Background Thermoregulatory shivering can be characterized by its threshold (triggering core temperature), gain (incremental intensity increase with further core temperature deviation), and maximum intensity. Meperidine (a combined micro‐ and kappa‐agonist) treats shivering better than equianalgesic doses of pure micro‐opioid agonists. Meperidines special antishivering action is mediated, at least in part, by a disproportionate decrease in the shivering threshold. That is, meperidine decreases the shivering threshold twice as much as the vasoconstriction threshold, whereas alfentanil (a pure micro‐agonist) decreases the vasoconstriction and shivering thresholds comparably. However, reductions in the gain or maximum shivering intensity might also contribute to the clinical efficacy of meperidine. Accordingly, we tested the hypothesis that meperidine reduces the gain and maximum intensity of shivering much more than alfentanil does. Methods Ten volunteers were each studied on three separate days: (1) control (no drug); (2) a target total plasma meperidine concentration of 1.2 micro gram/ml; and (3) a target plasma alfentanil concentration of 0.2 micro gram/ml. Skin temperatures were maintained near 31 [degree sign] Celsius, and core temperatures were decreased by central‐venous infusion of cold lactated Ringers solution until maximum shivering intensity was observed. Shivering was evaluated using oxygen consumption and electromyography. A sustained increase in oxygen consumption identified the shivering threshold.
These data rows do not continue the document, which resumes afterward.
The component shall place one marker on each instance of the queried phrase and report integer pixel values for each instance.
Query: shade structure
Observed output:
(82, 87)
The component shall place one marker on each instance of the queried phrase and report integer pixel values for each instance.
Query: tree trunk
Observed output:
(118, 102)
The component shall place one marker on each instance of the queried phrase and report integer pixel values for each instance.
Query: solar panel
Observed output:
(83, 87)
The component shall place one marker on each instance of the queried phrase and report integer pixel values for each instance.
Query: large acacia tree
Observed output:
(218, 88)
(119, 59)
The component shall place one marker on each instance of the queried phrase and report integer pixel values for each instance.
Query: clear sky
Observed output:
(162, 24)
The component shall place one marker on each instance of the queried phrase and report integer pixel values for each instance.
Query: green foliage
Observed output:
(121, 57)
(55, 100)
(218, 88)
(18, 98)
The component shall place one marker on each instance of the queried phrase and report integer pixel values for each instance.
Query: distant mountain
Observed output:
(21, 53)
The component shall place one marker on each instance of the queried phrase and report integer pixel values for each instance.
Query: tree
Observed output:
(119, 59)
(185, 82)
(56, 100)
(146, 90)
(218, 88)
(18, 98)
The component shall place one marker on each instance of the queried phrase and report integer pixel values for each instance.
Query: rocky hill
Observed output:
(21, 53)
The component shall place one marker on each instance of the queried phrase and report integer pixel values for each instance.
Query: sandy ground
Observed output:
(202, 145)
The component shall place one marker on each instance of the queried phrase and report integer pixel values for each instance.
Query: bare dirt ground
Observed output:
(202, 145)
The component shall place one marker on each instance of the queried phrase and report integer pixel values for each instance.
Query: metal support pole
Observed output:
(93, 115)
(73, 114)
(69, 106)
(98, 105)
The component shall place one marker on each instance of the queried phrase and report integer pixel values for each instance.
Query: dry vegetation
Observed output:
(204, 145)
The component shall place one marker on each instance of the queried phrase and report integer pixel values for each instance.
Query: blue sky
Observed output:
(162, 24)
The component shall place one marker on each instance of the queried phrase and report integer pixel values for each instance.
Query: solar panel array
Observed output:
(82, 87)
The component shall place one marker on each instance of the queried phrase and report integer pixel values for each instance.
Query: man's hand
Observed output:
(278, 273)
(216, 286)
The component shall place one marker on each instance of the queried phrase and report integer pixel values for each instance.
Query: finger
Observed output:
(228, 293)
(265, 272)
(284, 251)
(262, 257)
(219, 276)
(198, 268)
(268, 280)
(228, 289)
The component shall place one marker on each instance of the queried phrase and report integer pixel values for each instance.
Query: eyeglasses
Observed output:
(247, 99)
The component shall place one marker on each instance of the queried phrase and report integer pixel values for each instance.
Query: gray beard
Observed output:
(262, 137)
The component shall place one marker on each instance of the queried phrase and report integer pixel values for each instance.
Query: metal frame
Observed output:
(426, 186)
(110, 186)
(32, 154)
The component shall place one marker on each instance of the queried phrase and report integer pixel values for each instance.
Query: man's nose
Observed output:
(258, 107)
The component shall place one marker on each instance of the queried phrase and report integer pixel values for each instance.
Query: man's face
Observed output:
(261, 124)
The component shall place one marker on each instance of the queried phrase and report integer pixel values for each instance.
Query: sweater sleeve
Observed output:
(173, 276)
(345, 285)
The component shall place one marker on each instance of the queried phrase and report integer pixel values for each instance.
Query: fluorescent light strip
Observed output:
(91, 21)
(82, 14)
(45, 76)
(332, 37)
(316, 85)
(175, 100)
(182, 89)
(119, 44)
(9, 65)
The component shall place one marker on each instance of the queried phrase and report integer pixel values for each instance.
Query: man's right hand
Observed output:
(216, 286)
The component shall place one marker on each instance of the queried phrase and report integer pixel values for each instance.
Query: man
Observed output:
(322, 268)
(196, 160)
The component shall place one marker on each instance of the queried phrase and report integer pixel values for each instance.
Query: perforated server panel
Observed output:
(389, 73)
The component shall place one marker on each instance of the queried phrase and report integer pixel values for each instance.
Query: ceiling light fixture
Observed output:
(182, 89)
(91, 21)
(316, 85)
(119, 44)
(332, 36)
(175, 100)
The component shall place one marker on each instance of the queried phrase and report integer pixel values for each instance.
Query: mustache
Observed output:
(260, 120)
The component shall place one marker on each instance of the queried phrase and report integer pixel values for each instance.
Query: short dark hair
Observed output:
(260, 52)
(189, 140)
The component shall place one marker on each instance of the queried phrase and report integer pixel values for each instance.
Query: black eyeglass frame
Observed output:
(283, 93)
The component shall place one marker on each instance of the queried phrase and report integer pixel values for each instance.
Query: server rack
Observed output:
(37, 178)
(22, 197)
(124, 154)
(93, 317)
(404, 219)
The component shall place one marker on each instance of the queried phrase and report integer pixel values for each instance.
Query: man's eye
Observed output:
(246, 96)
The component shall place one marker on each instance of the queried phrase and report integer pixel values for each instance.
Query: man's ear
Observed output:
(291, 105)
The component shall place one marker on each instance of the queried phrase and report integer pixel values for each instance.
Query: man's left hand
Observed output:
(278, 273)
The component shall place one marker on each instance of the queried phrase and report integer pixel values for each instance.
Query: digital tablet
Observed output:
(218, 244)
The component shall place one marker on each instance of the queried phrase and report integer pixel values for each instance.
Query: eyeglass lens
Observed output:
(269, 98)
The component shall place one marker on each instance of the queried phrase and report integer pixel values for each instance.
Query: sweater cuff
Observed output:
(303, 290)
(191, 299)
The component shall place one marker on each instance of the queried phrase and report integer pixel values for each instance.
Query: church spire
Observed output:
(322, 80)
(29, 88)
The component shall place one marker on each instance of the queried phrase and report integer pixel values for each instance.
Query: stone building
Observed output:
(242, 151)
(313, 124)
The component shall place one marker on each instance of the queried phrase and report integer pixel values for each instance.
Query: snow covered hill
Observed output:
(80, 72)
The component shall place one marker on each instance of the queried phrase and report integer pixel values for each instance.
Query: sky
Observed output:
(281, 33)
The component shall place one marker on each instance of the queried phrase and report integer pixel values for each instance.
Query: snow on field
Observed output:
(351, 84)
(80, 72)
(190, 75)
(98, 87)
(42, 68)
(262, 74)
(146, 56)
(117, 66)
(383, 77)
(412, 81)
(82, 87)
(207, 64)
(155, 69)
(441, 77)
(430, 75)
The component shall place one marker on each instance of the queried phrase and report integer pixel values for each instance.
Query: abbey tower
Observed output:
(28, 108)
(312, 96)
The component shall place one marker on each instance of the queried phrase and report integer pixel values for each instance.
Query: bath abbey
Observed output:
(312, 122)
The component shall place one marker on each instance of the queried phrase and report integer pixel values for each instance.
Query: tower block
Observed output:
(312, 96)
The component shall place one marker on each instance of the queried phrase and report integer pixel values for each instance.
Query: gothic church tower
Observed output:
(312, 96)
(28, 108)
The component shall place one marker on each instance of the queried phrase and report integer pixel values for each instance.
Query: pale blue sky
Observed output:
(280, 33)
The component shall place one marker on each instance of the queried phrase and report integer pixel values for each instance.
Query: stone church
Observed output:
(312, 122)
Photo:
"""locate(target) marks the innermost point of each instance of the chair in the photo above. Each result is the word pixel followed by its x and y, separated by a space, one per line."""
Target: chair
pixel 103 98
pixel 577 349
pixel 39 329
The gain of shivering was calculated as the slope of the oxygen consumption versus core temperature regression, and as the slope of electromyographic intensity versus core temperature regression. Results Meperidine and alfentanil administration significantly decreased the shivering thresholds. However, neither meperidine nor alfentanil reduced the gain of shivering, as determined by either oxygen consumption or electromyography. Opioid administration also failed to significantly decrease the maximum intensity of shivering. Conclusions The authors could not confirm the hypothesis that meperidine reduces the gain or maximum intensity of shivering more than alfentanil does. These results suggest that meperidines special antishivering effect is primarily mediated by a disproportionate reduction in the shivering threshold.